The PBAC agreed that the listing of alendronate would not be
expected to grow the market for corticosteroid-induced osteoporosis
and considered that alendronate uptake is likely to be mainly from
patients switching from PBS subsidised risedronate, and hence that
the listing of alendronate for corticosteroid-induced osteoporosis
would not be expected to result in any increased financial cost to
the Government. The PBAC also considered the submission’s
claim that it is unlikely that patients would switch from treatment
with zoledronic acid once yearly I.V. to alendronate once weekly
orally, as reasonable.
Recommendation:
ALENDRONATE SODIUM, tablet equivalent to 70 mg alendronic acid,
Fosamax Once Weekly®, ALENDRONATE SODIUM with
COLECALCIFEROL, tablet equivalent to 70 mg alendronic acid with 70
micrograms colecalciferol, Fosamax Plus®,
ALENDRONATE SODIUM with COLECALCIFEROL, tablet equivalent to 70 mg
alendronic acid with 140 micrograms colecalciferol, Fosamax Plus 70
mg/140 mcg®, ALENDRONATE SODIUM with COLECALCIFEROL
and CALCIUM CARBONATE, pack containing 4 tablets containing the
equivalent of 70 mg alendronic acid with 140 micrograms
colecalciferol and 48 tablets calcium carbonate 1.25 g (equivalent
to 500mg calcium)
Extend the current restriction to include:
Restriction: Authority required (STREAMLINED)
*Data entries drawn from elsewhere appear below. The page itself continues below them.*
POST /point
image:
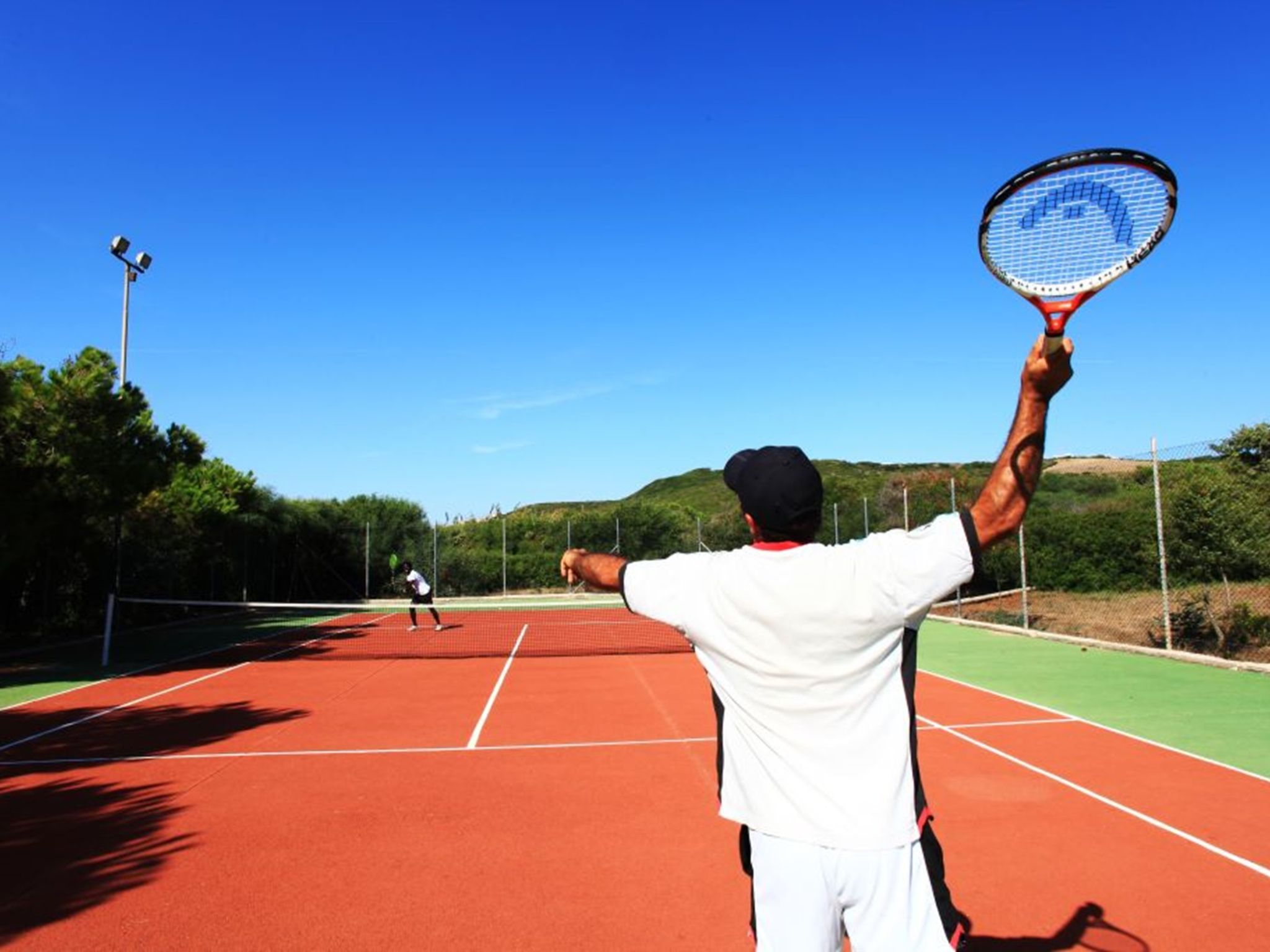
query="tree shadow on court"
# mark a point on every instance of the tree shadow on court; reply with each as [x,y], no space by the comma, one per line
[70,843]
[55,741]
[1088,928]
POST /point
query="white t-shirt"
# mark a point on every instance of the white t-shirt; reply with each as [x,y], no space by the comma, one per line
[803,646]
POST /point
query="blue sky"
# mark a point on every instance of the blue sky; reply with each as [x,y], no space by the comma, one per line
[483,254]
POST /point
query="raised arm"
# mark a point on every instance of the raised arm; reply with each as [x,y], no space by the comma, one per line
[998,512]
[597,569]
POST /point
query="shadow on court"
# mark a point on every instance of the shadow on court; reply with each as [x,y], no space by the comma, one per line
[1086,930]
[58,741]
[68,845]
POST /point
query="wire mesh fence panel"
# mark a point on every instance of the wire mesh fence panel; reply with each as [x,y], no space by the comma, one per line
[1099,565]
[1215,516]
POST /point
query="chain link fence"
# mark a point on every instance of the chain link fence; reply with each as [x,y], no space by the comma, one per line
[1161,550]
[1166,549]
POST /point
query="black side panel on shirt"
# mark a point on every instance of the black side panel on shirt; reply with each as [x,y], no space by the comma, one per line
[744,840]
[621,584]
[972,536]
[954,923]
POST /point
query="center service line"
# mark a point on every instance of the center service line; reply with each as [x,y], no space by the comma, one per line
[498,685]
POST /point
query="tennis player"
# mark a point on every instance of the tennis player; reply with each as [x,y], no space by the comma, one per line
[810,653]
[420,594]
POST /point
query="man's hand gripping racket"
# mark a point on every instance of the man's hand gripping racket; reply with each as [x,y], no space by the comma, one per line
[1065,229]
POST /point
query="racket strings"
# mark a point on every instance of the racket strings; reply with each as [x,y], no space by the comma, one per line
[1070,231]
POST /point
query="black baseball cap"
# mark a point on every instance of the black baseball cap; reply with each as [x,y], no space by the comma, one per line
[779,487]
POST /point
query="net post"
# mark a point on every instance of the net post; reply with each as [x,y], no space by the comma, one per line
[1160,545]
[110,627]
[1023,573]
[953,496]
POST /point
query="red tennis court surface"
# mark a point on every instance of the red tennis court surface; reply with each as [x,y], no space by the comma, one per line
[559,804]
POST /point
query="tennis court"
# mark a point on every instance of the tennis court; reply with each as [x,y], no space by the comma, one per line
[563,799]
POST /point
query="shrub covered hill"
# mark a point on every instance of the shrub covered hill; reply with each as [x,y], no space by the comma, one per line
[1091,526]
[687,513]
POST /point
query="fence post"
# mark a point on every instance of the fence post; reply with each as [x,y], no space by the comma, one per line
[1160,544]
[110,627]
[1023,574]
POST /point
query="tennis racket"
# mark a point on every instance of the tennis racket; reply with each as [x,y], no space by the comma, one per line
[1065,229]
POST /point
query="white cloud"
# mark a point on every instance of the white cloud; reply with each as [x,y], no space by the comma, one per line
[502,447]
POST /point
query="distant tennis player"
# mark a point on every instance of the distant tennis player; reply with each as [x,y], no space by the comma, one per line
[810,651]
[420,594]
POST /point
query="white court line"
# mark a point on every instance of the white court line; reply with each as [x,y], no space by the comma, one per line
[357,752]
[169,663]
[498,687]
[1100,726]
[218,673]
[1105,801]
[350,752]
[1000,724]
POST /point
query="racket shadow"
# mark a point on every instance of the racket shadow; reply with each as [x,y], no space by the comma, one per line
[1086,930]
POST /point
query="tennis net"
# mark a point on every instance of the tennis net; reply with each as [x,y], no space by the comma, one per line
[141,630]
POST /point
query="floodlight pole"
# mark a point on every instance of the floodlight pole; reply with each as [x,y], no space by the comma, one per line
[128,277]
[131,270]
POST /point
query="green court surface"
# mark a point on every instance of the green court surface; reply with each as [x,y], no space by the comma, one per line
[1214,712]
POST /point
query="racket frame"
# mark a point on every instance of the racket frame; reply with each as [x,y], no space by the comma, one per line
[1057,304]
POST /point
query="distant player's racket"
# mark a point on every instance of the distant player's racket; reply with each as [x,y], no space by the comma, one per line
[1065,229]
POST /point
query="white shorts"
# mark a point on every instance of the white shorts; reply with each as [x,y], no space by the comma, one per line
[806,895]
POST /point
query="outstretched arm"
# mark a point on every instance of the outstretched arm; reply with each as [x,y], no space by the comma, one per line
[998,512]
[597,569]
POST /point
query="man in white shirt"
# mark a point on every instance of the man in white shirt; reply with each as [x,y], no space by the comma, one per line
[810,651]
[420,594]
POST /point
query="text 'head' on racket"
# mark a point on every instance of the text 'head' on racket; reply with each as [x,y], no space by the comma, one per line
[1065,229]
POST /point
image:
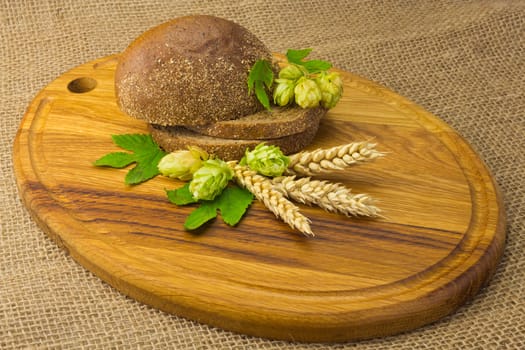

Treatment as the sole PBS-subsidised anti-resorptive agent for corticosteroid-induced osteoporosis in a patient currently on long-term (at least 3 months), high-dose (at least 7.5 mg per day prednisolone or equivalent) corticosteroid therapy with a Bone Mineral Density (BMD) T-score of -1.5 or less.
The duration and dose of corticosteroid therapy together with the date, site (femoral neck or lumbar spine) and score of the qualifying BMD measurement must be documented in the patient’s medical records when treatment is initiated.
Maximum quantity:
4 (70 mg, 70 mg/70 mcg and 70 mg/140 mcg)
‡1 (70 mg/140 mcg with 1.25 g calcium)
Repeats: 5
13. Context for Decision
The PBAC helps decide whether and, if so, how medicines should be
subsidised in Australia. It considers submissions in this context.
A PBAC decision not to recommend listing or not to recommend
changing a listing does not represent a final PBAC view about the
merits of the medicine. A company can resubmit to the PBAC or seek
independent review of the PBAC decision.
14. Sponsor’s Comment
The sponsor welcomes the PBAC's decision to make alendronate
available to patients with corticosteroid-induced osteoporosis.